Akibat ancaman kriminalisasi, maka masyarakat adat mulai tidak lagi berladang karena takut ditangkap oleh aparat. Bila hal ini terus dibiarkan, maka potensi ancaman kelaparan terhadap masyarakat adat sangat besar. Padahal, apa yang dilakukan oleh masyarakat ini sudah dilindungi oleh payung hukum yang berlaku.
Perwakilan dari Perhimpunan Pembela Masyarakat Adat Nusantara Tommy Indriadi mengatakan, pembakaran ladang oleh masyarakat adat ini dikuatkan dengan Undang-Undang Nomor 32 Tahun 2009 Tentang perlindungan dan Pengelolaan Lingkungan Hidup. Pada Pasal 69 Ayat 2 dijelaskan bahwa membuka lahan dengan cara membakar diperbolehkan dengan memperhatikan kearifan lokal daerah masing-masing.
“Penangkapan aparat terhadap masyarakat adat yang membuka lahan harus dihentikan. Apa yang mereka lakukan sudah dijamin oleh Peraturan Menteri dan dikuatkan dengan Undang-Undang. Pemahaman aparat perlu ditingkatkan mengenai hal ini. Bila upaya kriminalisasi terus dilakukan, maka sesungguhnya aparat telah melakukan pelanggaran terhadap Undang-Undang’” jelas Tommy.
Florensius Rangga, perwakilan masyarakat adat dari Sungai Utik Kalimantan Barat mengatakan, selain sudah terbukti selama bertahun-tahun tidak menimbulkan kerusakan lingkungan, pola bertanam ini menjamin kesediaan pangan bagi masyarakat adat. Oleh karena itu, metode berladang masyarakat adat harus dilindungi dan dilestarikan.
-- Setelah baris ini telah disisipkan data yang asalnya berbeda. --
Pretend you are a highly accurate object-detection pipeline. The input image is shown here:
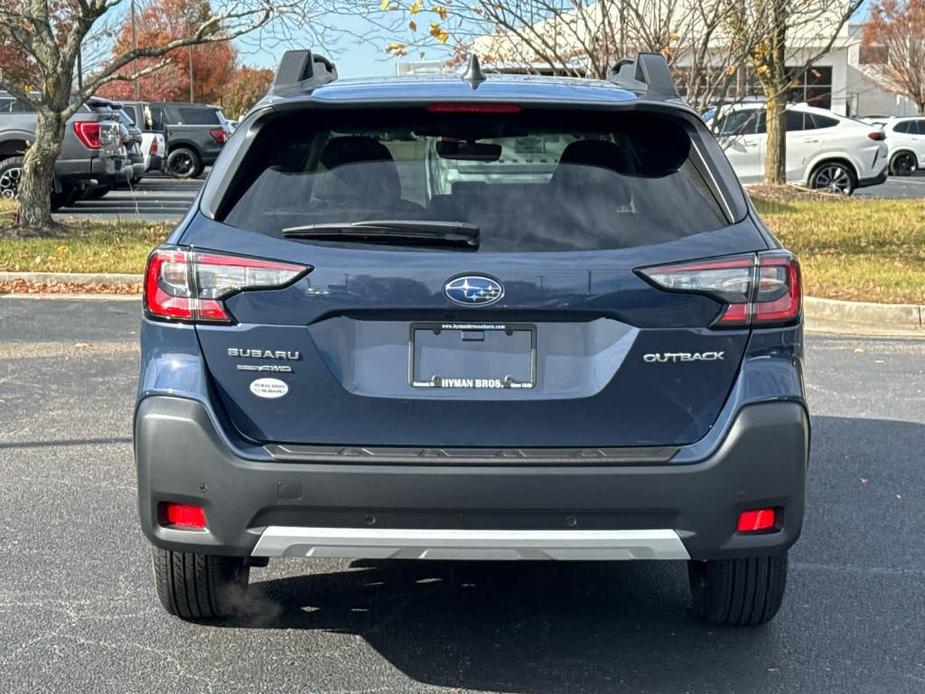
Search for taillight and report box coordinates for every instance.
[637,251,803,328]
[157,502,206,530]
[427,103,523,113]
[144,248,310,323]
[736,508,777,533]
[74,121,103,149]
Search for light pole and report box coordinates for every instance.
[132,0,138,101]
[186,19,193,103]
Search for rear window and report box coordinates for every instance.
[177,106,222,125]
[218,109,728,252]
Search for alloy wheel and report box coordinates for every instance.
[170,152,193,176]
[0,166,22,200]
[813,164,853,195]
[890,152,917,176]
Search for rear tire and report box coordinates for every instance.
[809,161,858,196]
[153,547,250,621]
[167,147,202,178]
[688,552,787,626]
[890,150,918,176]
[0,157,24,200]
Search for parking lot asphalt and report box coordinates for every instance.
[58,176,925,221]
[0,297,925,694]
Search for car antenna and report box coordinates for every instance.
[463,53,487,89]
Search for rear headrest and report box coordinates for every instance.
[551,140,635,205]
[320,135,401,206]
[321,135,393,170]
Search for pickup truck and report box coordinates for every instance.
[148,102,232,178]
[0,92,126,209]
[122,101,167,173]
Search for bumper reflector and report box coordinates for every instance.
[736,508,777,533]
[160,503,206,530]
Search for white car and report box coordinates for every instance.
[706,102,888,195]
[883,116,925,176]
[141,131,167,171]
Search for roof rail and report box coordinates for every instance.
[270,49,337,96]
[608,53,681,99]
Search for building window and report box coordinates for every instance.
[787,65,832,108]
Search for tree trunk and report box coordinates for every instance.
[764,93,787,183]
[762,0,789,184]
[17,109,65,231]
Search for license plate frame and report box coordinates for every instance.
[408,321,537,391]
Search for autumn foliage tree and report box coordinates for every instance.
[0,0,327,234]
[98,0,236,103]
[216,65,273,119]
[864,0,925,113]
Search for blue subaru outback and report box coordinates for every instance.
[134,51,809,625]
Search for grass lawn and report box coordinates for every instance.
[0,188,925,304]
[0,201,175,273]
[752,193,925,304]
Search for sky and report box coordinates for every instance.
[238,11,449,77]
[231,0,871,78]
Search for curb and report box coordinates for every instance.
[803,296,925,334]
[0,272,144,288]
[0,272,925,334]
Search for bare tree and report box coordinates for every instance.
[0,0,330,232]
[736,0,863,184]
[368,0,868,188]
[864,0,925,113]
[372,0,764,108]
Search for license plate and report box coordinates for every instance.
[409,323,536,390]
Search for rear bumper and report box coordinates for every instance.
[135,396,809,559]
[858,165,888,188]
[55,156,125,185]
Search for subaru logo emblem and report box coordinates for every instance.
[443,275,504,306]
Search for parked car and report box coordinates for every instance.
[141,131,167,173]
[0,92,128,209]
[82,103,144,200]
[883,116,925,176]
[705,102,888,195]
[134,51,810,625]
[115,104,146,185]
[148,102,232,178]
[122,101,167,173]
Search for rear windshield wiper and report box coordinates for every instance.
[283,219,479,250]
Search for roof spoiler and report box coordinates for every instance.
[608,53,681,99]
[270,49,337,96]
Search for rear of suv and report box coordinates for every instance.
[135,51,809,625]
[0,91,123,209]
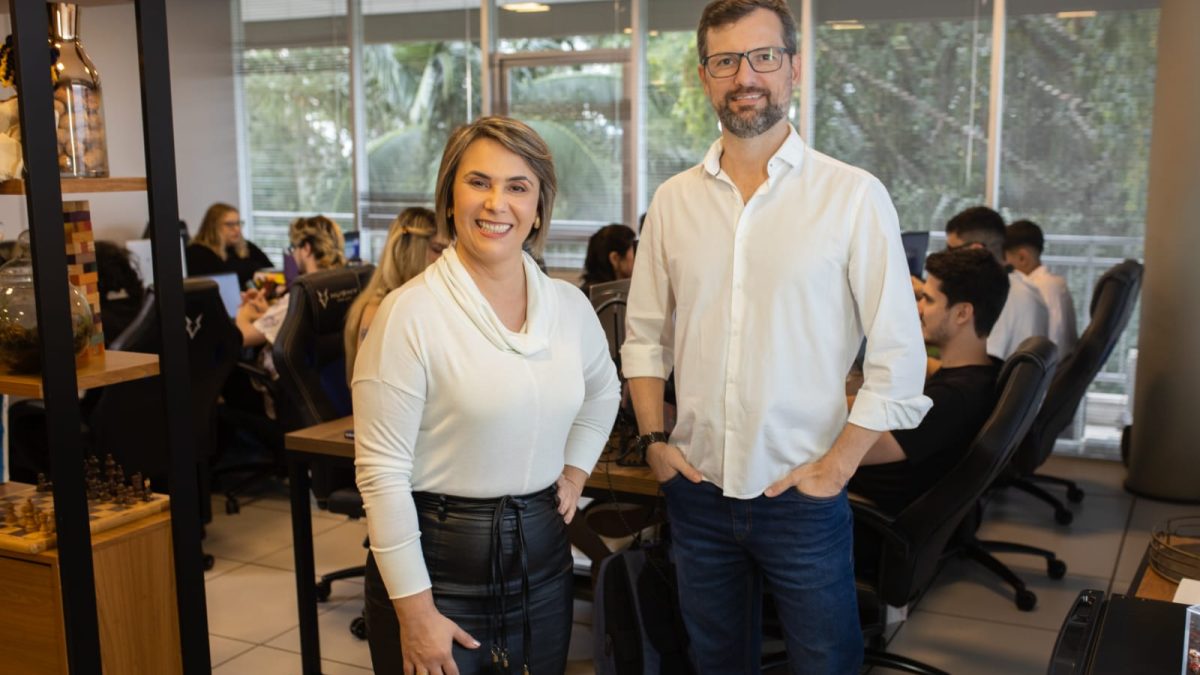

“Selain potensi ancaman kelaparan, larangan berladang juga akan menimbulkan hilangnya keanekaragaman hayati. Dengan berladang, masyarakat menjaga kelestarian bibit lokal. Tidak hanya bibit padi yang diwariskan secara secara turun-temurun, tapi juga bibit tanaman sela yang hanya ada di daerah mereka”, ujarnya.